# 243 loads



## asolde (May 22, 2004)

Looking for a good load for my browning 243 xbolt. I want to be able to kill Texas whitetail with it. Right now I am loading barnes 85gr tsx,38grs accurate 4350, remington large rifle primer. I am getting a clover leaf group. I need a chrony to find out how fast it is moving.


----------



## davidb (May 10, 2006)

85 gr TSX is an awesome bullet. I also like 95 grain Nosler partitions.

As you have found all of the 4350 powders are about ideal for the 243.

VV N560 can get top velocities and reloader 17 should be good as well for maximum velocity. I'll check the Accurate site but that will only give an approximate velocity.


----------



## Screeminreel (Jun 2, 2004)

With groups like you mention and the bullet your using the velocity isn't a major issue unless your shooting to ranges out past 300yds, in that case I would only recommend using a heavier bullet. Put that Barnes in the right spot and go collect your quarry. 

I shot the 85gr Nosler Solid Base for years and took a LOT of deer with it. I bumped up to the 100gr Solid Base after they dropped the line and my supply of 85's ran out. The last load I worked up was using Hodgdon Hybrid, and I was quite pleased at the velocities and groups I got with it. As mentioned the 4350 powders are also an excellent choice as well as 3100 with the heavier bullets.

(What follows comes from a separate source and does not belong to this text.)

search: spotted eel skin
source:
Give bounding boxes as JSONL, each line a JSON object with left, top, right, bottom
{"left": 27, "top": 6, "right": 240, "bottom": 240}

I simply didn't have enough on hand to work up a load then have left overs for hunting season, so I tried the newer stuff. 

Good luck with your hunting, sorry I cannot offer a velocity but with so many variables it would only be a WAG on my part.


----------



## Redfishr (Jul 26, 2004)

What is it you want to change with groups of Barnes like that ?
That bullet will weigh more than most going through an animal....


----------



## B-Money (May 2, 2005)

95 Nosler Ballistic Tip, Imr 4064 Max (+P).

Face on shot at 100# piggie. bullet stopped between the shoulders.


----------



## Salty Dog (Jan 29, 2005)

asolde said:


> Looking for a good load for my browning 243 xbolt. I want to be able to kill Texas whitetail with it. Right now I am loading barnes 85gr tsx,38grs accurate 4350, remington large rifle primer. I am getting a clover leaf group. I need a chrony to find out how fast it is moving.


Looks like you already found one.


----------



## Cap-N-Red (May 21, 2004)

With a load that shoots like that , I'd zero it 2 in. high at 100yrds. That is , if I couldn't shoot at a 200 yrd range. Don't worry about the velocity , it's traveling approx 3000 fps or more. Should be a good load out to 300 yrds for whitetail.


----------



## THE JAMMER (Aug 1, 2005)

I used to load 243's a bunch when my kid was shooting his model 7- sold now and shooting 7mm 08, but here are some of my loads which all shot very well.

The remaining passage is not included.